Living in a blended family can be a great experience, but it can also come with some challenges. You’ll have to learn new family dynamics, and the fact that you’re not you stepchildren’s biological parent will never go away. But the intricacies of a blended family can be amplified when it comes to estate planning, or lack thereof, which is why it’s important that you know how to effectively engage in estate planning to meet your needs in this situation.
Estate planning in a blended family
One of the biggest reasons that estate planning is so challenging in blended families is because there’s oftentimes a misunderstanding about asset distribution. If you pass away without an estate plan, then your spouse will inherit your half of community property, which is probably the largest portion of your estate. Your spouse, then, is under no obligation to leave any of those assets to your biological children from another relationship, which could put them at risk of being cut out altogether.
So, what can you do to protect your loved ones and your assets? One commonly utilized tool is the remainder trust. Here, you leave your estate to your spouse in a way that he or she is supported, but with any assets remaining in the trust at the time of your spouse’s passing being diverted to another named beneficiary. This means that you can specify that your biological children will inherit your estate upon your spouse’s passing.

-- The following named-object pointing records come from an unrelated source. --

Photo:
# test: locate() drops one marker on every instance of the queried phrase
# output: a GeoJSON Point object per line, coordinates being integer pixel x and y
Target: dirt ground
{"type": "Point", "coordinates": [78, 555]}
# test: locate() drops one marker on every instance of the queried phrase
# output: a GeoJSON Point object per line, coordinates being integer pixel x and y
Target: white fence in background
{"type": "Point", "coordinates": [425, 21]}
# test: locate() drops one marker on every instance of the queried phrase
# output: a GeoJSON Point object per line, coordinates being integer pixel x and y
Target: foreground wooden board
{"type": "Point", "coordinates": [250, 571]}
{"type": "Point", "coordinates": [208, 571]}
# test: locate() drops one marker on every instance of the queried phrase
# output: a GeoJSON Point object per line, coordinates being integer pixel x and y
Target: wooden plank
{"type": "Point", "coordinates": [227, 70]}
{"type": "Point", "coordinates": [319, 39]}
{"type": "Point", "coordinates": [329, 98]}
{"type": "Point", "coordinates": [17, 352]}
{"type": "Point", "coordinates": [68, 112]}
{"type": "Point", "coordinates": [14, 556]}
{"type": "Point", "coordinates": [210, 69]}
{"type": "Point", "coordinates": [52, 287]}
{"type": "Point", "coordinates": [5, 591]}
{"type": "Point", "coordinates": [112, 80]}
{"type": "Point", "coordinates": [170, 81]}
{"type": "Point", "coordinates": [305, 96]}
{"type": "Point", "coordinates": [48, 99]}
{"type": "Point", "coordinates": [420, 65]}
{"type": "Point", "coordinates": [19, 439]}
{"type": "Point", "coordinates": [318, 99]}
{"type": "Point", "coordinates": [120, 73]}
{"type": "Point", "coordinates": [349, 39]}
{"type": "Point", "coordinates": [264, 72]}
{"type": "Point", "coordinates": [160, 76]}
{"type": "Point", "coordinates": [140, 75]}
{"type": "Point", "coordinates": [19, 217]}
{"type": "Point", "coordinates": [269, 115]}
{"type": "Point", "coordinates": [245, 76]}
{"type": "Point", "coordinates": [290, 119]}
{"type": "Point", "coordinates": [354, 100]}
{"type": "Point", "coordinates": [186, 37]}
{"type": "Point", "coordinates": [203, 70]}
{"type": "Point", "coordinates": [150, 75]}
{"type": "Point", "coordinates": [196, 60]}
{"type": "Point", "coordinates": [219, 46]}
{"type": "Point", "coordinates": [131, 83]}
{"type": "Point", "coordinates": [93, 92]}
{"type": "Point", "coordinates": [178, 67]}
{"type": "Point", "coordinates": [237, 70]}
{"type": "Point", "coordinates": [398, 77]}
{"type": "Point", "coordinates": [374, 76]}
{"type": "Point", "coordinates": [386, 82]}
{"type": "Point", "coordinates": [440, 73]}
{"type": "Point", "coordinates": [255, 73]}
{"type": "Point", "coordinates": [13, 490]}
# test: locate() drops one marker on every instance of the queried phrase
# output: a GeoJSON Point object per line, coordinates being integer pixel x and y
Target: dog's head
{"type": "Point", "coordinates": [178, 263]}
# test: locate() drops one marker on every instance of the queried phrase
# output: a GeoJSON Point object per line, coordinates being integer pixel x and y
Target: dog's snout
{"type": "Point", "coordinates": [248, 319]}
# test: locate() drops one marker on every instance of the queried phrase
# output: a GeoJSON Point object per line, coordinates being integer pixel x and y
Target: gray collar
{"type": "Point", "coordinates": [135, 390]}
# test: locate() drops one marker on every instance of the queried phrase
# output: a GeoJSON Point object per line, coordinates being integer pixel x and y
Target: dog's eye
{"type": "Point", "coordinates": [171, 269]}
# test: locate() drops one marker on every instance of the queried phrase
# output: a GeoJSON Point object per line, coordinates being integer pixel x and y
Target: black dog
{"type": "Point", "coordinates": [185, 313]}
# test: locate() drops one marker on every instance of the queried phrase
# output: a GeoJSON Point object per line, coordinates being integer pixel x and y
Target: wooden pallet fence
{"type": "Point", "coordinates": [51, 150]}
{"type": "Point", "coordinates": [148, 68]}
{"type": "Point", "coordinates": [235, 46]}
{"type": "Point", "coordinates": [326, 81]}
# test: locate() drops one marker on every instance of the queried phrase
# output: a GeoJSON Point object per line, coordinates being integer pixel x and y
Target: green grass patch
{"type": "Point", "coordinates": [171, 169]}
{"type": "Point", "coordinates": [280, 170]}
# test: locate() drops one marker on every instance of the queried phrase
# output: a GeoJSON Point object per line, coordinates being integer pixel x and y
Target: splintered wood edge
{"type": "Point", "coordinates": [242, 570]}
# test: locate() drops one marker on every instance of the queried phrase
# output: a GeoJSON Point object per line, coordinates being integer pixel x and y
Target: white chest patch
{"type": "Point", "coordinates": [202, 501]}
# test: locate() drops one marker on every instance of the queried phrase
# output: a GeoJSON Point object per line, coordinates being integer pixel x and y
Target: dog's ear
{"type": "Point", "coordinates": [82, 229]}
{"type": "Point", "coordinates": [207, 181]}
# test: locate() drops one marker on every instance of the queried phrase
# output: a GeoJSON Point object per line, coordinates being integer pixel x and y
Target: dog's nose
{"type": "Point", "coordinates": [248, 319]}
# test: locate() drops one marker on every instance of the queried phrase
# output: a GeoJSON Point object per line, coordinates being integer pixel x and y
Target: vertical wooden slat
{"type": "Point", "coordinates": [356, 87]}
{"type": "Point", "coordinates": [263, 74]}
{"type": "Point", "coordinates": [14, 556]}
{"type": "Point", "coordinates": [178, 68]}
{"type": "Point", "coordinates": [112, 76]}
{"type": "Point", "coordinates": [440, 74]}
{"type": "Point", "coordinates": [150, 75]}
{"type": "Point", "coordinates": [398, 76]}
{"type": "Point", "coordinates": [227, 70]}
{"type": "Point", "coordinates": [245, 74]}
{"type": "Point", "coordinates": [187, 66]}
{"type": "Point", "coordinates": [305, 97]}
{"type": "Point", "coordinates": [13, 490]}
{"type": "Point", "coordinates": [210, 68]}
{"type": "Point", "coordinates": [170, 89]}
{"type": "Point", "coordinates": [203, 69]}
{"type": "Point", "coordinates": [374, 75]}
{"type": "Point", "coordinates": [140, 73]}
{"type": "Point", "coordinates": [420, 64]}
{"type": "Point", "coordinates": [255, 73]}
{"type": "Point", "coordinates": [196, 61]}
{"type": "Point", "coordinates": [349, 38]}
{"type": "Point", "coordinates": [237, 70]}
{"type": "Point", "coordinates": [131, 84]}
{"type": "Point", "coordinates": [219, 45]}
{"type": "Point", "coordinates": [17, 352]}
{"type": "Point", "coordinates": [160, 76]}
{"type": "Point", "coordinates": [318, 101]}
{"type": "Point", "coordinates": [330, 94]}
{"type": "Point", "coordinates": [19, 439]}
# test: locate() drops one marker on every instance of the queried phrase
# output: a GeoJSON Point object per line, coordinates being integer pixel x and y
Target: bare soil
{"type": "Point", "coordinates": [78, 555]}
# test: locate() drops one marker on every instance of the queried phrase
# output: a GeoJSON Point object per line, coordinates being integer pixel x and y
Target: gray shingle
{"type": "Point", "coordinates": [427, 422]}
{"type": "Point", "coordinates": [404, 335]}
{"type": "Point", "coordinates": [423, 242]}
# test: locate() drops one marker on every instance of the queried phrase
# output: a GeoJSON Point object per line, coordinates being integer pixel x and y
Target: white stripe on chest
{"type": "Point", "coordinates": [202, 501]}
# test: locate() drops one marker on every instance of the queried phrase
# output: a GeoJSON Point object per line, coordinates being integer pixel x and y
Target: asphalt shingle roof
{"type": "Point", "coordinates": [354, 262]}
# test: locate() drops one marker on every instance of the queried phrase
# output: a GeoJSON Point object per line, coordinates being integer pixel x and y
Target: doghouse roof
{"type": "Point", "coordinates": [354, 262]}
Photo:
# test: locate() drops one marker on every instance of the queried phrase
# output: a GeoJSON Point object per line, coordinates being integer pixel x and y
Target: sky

Know your options before creating your estate plan
The remainder trust is just one option at your disposal that may help you create the future for your family that you envision. But there are many other avenues that you can take. What’s important to realize is that the process is entirely customizable to suit your needs and the needs of your family. With that in mind, if you’d like to learn more about what the estate planning process can do for you, then we encourage you to continue to read up on the topic and reach out for help if needed.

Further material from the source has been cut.